Michael Burke
The University of California on Thursday took a first step toward allowing the hiring of undocumented students for jobs across the 10-campus system, a move that follows months of pleas from those students.
The action by the system’s board of regents Thursday does not immediately authorize the employment of undocumented students. Instead, UC plans to create a working group, proposed by President Michael V. Drake, that will spend the next six months considering the proposal.
Regent leaders insisted Thursday that their intention is to ultimately permit the hiring of undocumented students, but said they want time to carefully consider the issue, including legal strategies. If implemented, UC would be the first known institution to argue that a federal statute barring the hiring of undocumented immigrants doesn’t apply to state entities. Doing so could attract a legal challenge.
“It is our intention to find a way to allow employment opportunities for all our students regardless of their immigration status,” John Pérez, a regent and former chair of the board, told reporters after the vote.
First, though, the regents want to ensure they have “the best case to do that” legally, said Richard Leib, the current chair of the board who will be responsible for creating the working group, which will be made up entirely of regents.
“I think people would enjoy having a decision right away, but it would be irresponsible from our standpoint,” he said.
The working group will complete its report by Nov. 30, at which point it will direct Drake on how to move forward.
Since last fall, a coalition of undocumented students and their allies, including legal scholars at UCLA, have called on the system to authorize the hiring of undocumented students who don’t have protections offered under the Obama-era Deferred Action for Childhood Arrivals program. DACA offered permission to work for tens of thousands of young people, but the Trump administration ended the program in 2017 and no new applications have been accepted since then, leaving many undocumented students in higher education ineligible to work.

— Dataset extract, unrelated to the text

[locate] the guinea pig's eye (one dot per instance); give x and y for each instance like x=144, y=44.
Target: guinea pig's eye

Undocumented student leaders with the Opportunity for All Campaign, the coalition that advocated for the policy change, said they consider Thursday’s vote a victory. Students had lobbied the regents with a demonstration Wednesday, the second day of the three-day regents meeting, on the campus of UCLA, where the meeting was held. The students and their allies held signs calling for UC to allow the hiring of undocumented students as they took turns speaking and then marching across the campus.
“What we were going for was full implementation, but I still consider this a win,” said Carlos Alarcón, who is pursuing a master’s degree in public policy at UCLA. “They’re creating a working group to come up with a plan of how the UC will implement and there’s a deadline of November. That is very important to us, so we can hold them accountable.”

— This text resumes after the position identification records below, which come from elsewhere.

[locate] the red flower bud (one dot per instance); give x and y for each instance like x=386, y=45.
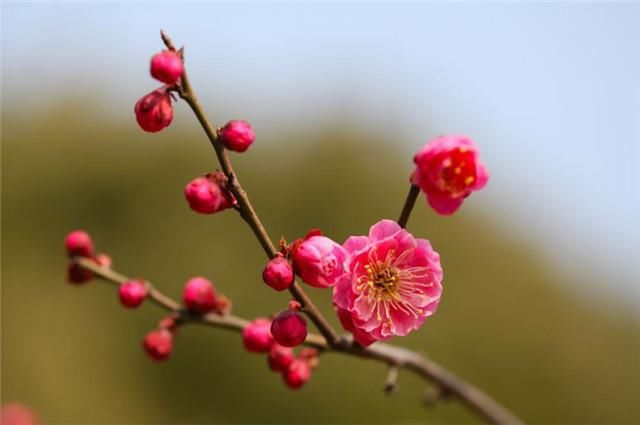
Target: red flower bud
x=298, y=374
x=208, y=194
x=257, y=337
x=166, y=66
x=158, y=344
x=199, y=295
x=154, y=111
x=132, y=293
x=289, y=328
x=280, y=358
x=278, y=274
x=78, y=243
x=237, y=135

Alarcón said the campaign’s goal over the next several months will be to engage the regents and make sure the working group is considering the input of undocumented students.
Historically, states have followed a 1986 federal statute, the Immigration Reform and Control Act, that bans the hiring of undocumented immigrants without legal status and have required proof of legal status for employment. But in the view of UC’s undocumented students and their allies, UC is free to hire undocumented students because the statute doesn’t apply to state entities like UC. The legal theory was developed by UCLA’s Center for Immigration Law and Policy.
If the idea were to ultimately be adopted, it could impact thousands of students at UC. There are more than 4,000 undocumented students across the 10 campuses. It’s not known how many are without DACA protections, but it’s at least hundreds and likely many more, according to a spokesperson for the Opportunity for All Campaign.
Without the ability to work at UC, undocumented students not only have a harder time affording college, but they are also shut out of critical opportunities that further their educational experience, such as internships and research jobs.
“We have a moral obligation to try to do what we can because it is ridiculous,” Leib said. “We are the University of California. We’re educating people. What are we educating them for? In part, to get into the workforce.”
If UC were to ultimately allow the hiring of undocumented students, it could have national implications, Pérez predicted. He compared it to UC’s decision to drop the SAT and ACT as admissions requirements, a policy that many other universities across the country later adopted.
“We are often at the cutting edge of big national conversations. I think this will be much in the same way,” he said.